Estos hombres —y esta mujer— fueron, para la gente de la calle, desde aquel momento, héroes. ¡Partir para Rusia! Ahora que llegaba el verano y los árboles en el bosque darían sombra y las olas romperían mansamente en la playa.

Ramón, en el Café Nacional, comentó: «¡Menudo viaje…!». El comisario Diéguez pensó, para sus adentros: «Eso sí tiene mérito… y no interrogar a “rojillos” que rechazan la chapita de Auxilio Social». Con todo, acaso la persona más vivamente afectada fuera el doctor Chaos. El doctor Chaos, al contemplar en la misma página del periódico los rostros de Rogelio y de Sólita, perdió el habla, como anteriormente les ocurriera a Matías y Carmen Elgazu… Lo de Rogelio podía pasar. El doctor Chaos supo oportunamente que el chico había ingresado en la cárcel, que era una vida sin norte.

¡Pero Sólita…! Se sintió responsable, inmensamente responsable. ¡Qué morterazo habría recibido aquella mujer, puesto que había decidido alistarse! Al doctor Chaos le faltaron fuerzas para darle a Goering el terrón de azúcar que el perro, con la lengua fuera, le estaba reclamando.

El general hubiera deseado que su hijo, el capitán Sánchez Bravo, se alistase. Pero el capitán negó con la cabeza. «Si no es una orden, prefiero quedarme…» El general reflexionó; por suerte, intervino en seguida doña Cecilia diciendo: «¡No le hagas caso a tu padre, hijo! ¿No llevas ya tres heridas en el cuerpo?». El general sentenció: «Ordenarte una cosa así… no puedo hacerlo».

Pleito resuelto. Y euforia por doquier en la ciudad. Los divisionarios llegados de fuera para unirse a los gerundenses eran obsequiados en todas partes. Acamparon en la Dehesa, en tiendas de lona, y todos los muchachos y todos los niños de la ciudad, incluyendo a Pablito, a «El Niño de Jaén» y a los inseparables Eloy y Manuel Alvear, desfilaron por allí para verlos.
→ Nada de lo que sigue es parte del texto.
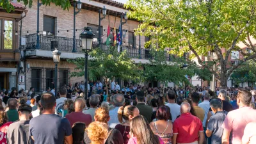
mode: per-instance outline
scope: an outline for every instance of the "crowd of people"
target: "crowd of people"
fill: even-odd
[[[0,143],[256,143],[255,91],[83,82],[0,93]]]

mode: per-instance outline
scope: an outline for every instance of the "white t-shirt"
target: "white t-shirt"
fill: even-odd
[[[174,122],[177,116],[180,115],[180,106],[177,104],[168,103],[165,106],[168,106],[171,109],[172,122]]]
[[[118,84],[116,85],[116,88],[115,88],[116,90],[120,90],[120,87]]]
[[[114,81],[111,82],[111,90],[113,90],[115,89],[115,86],[116,85],[116,83]]]
[[[64,101],[67,99],[65,97],[61,97],[56,100],[56,107],[55,108],[55,114],[60,112],[60,109],[63,109]]]
[[[40,109],[36,109],[32,111],[31,114],[33,118],[36,117],[37,116],[40,115]]]

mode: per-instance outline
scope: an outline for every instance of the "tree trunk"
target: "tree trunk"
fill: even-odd
[[[228,77],[227,77],[226,73],[223,71],[221,71],[220,73],[220,86],[221,89],[227,88],[227,80]]]

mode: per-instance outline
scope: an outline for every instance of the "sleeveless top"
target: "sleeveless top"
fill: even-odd
[[[155,134],[159,136],[164,141],[164,144],[172,144],[172,137],[173,136],[173,131],[172,131],[172,132],[171,133],[168,133],[168,134],[164,134],[164,132],[166,131],[168,125],[169,125],[169,120],[168,120],[167,122],[167,126],[166,128],[165,128],[164,131],[163,132],[163,133],[159,132],[157,130],[157,127],[156,127],[156,122],[154,122],[155,125],[155,128],[156,129],[156,132],[155,132]]]

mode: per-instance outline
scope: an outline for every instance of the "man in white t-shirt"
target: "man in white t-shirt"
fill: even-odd
[[[174,122],[177,116],[180,115],[180,106],[175,103],[175,92],[173,90],[169,90],[167,93],[167,100],[168,103],[165,106],[171,109],[172,122]]]
[[[115,83],[115,81],[113,79],[111,82],[111,90],[115,90],[115,86],[116,86],[116,83]]]
[[[55,108],[55,114],[59,115],[60,113],[63,110],[63,106],[65,100],[67,99],[67,89],[65,87],[63,86],[60,88],[59,89],[59,94],[60,95],[60,98],[56,99],[56,106]]]
[[[120,86],[118,85],[118,83],[117,82],[116,82],[115,90],[120,90],[120,89],[121,88],[120,88]]]

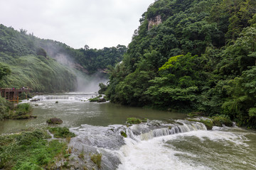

Las chicas de la Sección Femenina atendían a esos voluntarios, a los que a última hora se agregaron un par de docenas llegados de los pueblos de la provincia. ¡Claro, Gerona no era solamente la capital! Cada alcalde que podía presentar un voluntario se sentía un tanto justificado ante el Gobernador. La camarada Pascual, de Olot, repartía vasos de café caliente. Gracia Andújar repartía medallas y detentes…, hablaba con
Cacerola
, su «ahijado», con solicitud especial. Asunción se ocupaba exclusivamente de Alfonso Estrada. Estaba enamorada de él. «Que Dios te acompañe… Y la Virgen». «Te escribiré, Asunción… Si la pólvora me lo permite».
Cacerola
parecía feliz, bajo los árboles, rodeado de camaradas que, al enterarse de que era cocinero, le decían: «Oye… ¿Qué tal los ingredientes rusos? ¿Sabes si por allí hay garbanzos y si es costumbre adobarlos con caviar?».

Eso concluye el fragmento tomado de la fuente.